METHODS:NLRP3 inflammasome may serve as a potential target for the development of novel therapeutics for inflammatory bowel diseases. In this study, we found that Libertellenone M (Lib M), a secondary metabolite from the endophytic fungus Phomopsis sp. S12, has anti-inflammatory potential both in vitro and in vivo. Lib M selectively inhibited the expression of proinflammatory cytokine IL-1β and IL-18 in LPS-activated macrophages. The cleavage of pro-caspase 1 was remarkably reduced by Lib M in macrophages stimulated with three NLRP3 inflammasome activators.
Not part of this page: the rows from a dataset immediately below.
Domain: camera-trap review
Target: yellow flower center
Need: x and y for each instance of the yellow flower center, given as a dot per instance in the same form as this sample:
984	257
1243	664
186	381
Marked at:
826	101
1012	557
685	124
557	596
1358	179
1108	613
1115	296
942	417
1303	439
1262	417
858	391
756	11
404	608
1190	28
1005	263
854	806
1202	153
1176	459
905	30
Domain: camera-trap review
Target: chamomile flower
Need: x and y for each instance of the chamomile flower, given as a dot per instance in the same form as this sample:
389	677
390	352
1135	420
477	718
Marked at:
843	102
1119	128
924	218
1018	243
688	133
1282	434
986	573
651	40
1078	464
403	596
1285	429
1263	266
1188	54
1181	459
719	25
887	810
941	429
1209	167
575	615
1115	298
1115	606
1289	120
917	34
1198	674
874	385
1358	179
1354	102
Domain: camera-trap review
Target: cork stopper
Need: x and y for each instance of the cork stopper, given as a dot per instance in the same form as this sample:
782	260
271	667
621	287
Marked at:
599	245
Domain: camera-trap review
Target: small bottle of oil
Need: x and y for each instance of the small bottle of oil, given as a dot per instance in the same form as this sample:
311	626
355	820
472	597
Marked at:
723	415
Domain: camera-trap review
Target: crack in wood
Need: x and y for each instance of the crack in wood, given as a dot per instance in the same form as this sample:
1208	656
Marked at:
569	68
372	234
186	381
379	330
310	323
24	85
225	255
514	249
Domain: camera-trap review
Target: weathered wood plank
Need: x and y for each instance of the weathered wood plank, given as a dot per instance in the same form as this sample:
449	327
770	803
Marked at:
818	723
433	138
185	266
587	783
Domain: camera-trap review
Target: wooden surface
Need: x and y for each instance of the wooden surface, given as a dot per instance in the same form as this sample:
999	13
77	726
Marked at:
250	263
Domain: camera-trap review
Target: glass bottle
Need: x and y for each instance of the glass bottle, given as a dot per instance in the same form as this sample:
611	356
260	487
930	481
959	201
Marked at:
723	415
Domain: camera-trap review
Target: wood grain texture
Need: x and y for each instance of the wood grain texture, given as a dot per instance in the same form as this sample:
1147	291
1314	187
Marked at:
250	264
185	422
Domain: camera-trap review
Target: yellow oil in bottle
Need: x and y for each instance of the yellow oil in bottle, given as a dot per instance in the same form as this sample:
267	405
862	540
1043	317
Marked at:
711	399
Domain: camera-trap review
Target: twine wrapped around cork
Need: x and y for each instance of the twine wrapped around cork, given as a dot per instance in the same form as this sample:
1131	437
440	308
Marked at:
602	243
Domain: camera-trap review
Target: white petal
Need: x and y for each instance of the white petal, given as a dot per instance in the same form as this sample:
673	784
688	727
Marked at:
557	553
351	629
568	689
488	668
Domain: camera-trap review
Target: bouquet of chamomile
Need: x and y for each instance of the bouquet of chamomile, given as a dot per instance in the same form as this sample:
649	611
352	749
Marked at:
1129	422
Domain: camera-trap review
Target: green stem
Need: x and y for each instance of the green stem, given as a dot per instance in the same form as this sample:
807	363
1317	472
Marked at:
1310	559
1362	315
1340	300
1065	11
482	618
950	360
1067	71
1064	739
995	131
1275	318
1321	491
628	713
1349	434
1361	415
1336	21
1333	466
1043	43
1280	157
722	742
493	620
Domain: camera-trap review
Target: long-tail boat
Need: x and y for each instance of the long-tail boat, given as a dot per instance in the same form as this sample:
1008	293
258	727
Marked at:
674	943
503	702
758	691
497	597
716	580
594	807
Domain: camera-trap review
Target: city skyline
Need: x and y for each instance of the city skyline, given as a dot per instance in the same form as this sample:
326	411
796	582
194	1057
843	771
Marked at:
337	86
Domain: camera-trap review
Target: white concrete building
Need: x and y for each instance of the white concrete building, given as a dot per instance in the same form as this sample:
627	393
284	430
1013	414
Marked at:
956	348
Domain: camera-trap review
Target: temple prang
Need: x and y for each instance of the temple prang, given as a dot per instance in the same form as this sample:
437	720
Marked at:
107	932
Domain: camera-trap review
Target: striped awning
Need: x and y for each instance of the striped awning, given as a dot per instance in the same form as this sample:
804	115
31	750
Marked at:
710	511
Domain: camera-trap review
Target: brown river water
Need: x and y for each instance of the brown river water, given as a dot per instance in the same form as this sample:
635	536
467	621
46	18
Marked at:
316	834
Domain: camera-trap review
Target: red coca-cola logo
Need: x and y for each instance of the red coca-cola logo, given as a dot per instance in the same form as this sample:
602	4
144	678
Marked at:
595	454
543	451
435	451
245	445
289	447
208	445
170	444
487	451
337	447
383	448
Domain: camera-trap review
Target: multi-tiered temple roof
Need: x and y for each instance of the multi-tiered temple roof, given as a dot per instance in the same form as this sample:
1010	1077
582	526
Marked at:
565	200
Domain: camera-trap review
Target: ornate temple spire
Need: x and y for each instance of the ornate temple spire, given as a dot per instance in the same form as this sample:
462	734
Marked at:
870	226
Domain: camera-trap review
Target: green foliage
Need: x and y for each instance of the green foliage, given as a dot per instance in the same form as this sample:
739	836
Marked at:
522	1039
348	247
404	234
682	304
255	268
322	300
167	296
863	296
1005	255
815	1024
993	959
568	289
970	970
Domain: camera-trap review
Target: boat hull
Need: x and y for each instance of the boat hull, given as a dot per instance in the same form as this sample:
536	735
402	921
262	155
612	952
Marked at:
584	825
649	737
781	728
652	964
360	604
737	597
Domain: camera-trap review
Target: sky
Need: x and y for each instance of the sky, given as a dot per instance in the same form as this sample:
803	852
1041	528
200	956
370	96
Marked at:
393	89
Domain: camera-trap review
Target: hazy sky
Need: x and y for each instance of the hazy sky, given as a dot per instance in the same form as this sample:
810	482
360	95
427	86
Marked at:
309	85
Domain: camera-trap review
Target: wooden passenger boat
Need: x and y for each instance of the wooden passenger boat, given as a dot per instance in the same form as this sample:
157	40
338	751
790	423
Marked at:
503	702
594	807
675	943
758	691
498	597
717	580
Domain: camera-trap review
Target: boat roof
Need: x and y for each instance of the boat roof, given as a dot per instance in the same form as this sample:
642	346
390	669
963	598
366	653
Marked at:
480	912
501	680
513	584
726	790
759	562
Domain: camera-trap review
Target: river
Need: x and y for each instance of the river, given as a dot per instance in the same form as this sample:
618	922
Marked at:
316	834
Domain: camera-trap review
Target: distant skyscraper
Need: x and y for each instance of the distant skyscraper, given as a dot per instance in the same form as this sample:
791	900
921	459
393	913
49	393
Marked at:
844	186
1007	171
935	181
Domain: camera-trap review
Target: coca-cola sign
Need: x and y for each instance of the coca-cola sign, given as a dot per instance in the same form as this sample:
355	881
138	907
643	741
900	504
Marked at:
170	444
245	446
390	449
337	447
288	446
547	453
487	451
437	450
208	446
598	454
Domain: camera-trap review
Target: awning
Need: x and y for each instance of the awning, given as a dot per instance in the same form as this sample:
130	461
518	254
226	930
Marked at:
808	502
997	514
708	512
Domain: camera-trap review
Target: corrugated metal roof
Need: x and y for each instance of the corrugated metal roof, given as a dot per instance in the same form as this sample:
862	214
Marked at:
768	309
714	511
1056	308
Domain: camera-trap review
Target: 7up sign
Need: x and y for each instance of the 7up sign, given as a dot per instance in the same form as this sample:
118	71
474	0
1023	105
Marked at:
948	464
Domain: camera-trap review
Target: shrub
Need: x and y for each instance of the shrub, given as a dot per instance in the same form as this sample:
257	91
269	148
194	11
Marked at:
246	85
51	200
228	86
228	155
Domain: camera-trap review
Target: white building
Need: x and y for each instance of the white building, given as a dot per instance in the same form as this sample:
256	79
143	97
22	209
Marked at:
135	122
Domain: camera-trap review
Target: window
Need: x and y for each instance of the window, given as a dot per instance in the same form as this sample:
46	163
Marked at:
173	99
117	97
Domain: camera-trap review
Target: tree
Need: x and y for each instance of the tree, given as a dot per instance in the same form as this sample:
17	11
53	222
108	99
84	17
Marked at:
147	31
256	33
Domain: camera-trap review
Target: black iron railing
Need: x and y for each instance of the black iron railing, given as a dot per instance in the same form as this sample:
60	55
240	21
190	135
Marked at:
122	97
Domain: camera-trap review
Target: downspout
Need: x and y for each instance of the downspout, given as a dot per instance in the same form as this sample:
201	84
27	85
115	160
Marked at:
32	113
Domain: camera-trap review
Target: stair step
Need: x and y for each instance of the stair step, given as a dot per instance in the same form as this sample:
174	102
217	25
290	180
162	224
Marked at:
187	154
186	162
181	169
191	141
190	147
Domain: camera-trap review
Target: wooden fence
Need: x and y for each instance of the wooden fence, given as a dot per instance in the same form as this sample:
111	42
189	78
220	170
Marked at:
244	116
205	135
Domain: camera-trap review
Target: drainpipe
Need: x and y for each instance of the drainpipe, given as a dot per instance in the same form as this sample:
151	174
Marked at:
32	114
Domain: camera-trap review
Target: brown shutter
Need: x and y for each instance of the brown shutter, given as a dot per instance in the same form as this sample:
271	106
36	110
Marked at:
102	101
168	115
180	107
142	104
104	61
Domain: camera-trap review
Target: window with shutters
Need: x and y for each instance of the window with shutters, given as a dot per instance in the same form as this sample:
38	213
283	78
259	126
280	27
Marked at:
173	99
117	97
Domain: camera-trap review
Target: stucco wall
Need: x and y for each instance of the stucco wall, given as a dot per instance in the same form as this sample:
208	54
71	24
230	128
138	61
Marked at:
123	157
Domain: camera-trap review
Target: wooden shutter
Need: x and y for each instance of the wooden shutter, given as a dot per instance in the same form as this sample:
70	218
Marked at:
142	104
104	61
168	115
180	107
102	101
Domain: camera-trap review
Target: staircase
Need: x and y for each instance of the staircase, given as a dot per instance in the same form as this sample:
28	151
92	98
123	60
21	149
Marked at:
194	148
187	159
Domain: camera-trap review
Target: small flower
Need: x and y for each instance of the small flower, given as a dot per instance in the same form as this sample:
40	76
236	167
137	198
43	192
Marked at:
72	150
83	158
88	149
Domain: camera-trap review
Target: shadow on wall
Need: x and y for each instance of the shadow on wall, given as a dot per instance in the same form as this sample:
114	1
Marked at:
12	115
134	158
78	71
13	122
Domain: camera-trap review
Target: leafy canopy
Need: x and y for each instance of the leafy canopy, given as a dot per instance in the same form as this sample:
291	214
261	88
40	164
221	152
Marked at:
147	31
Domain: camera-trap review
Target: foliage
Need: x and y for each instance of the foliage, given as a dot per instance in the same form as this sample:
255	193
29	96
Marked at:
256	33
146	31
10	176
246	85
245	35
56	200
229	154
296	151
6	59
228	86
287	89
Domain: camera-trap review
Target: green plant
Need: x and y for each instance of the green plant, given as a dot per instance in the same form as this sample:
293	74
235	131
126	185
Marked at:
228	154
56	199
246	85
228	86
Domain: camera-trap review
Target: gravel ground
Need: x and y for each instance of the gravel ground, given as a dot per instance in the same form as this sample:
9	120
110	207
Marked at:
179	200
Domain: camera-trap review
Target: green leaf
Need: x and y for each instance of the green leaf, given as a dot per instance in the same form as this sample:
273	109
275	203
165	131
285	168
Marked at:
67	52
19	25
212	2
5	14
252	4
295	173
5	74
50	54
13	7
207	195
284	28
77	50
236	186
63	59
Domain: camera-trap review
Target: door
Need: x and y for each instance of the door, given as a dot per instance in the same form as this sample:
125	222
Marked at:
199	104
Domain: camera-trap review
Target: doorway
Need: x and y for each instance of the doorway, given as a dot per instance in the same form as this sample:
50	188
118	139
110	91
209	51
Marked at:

Administering Lib M attenuated dextran sulfate sodium-induced experimental acute colitis in mice and significantly reduced the production of these cytokines and cleaved caspase 1 in colon tissues. Apart from inhibition of NLRP3 inflammasome assembly, Lib M also suppressed NF-κB nuclear translocation in macrophages. Taken together, these findings suggest that Lib M-mediated inhibition of NLRP3 inflammasome activation could protect against colitis-like inflammatory diseases, and that this compound derived from a plant-associated fungus might inspire the exploration of novel immunosuppressive agents.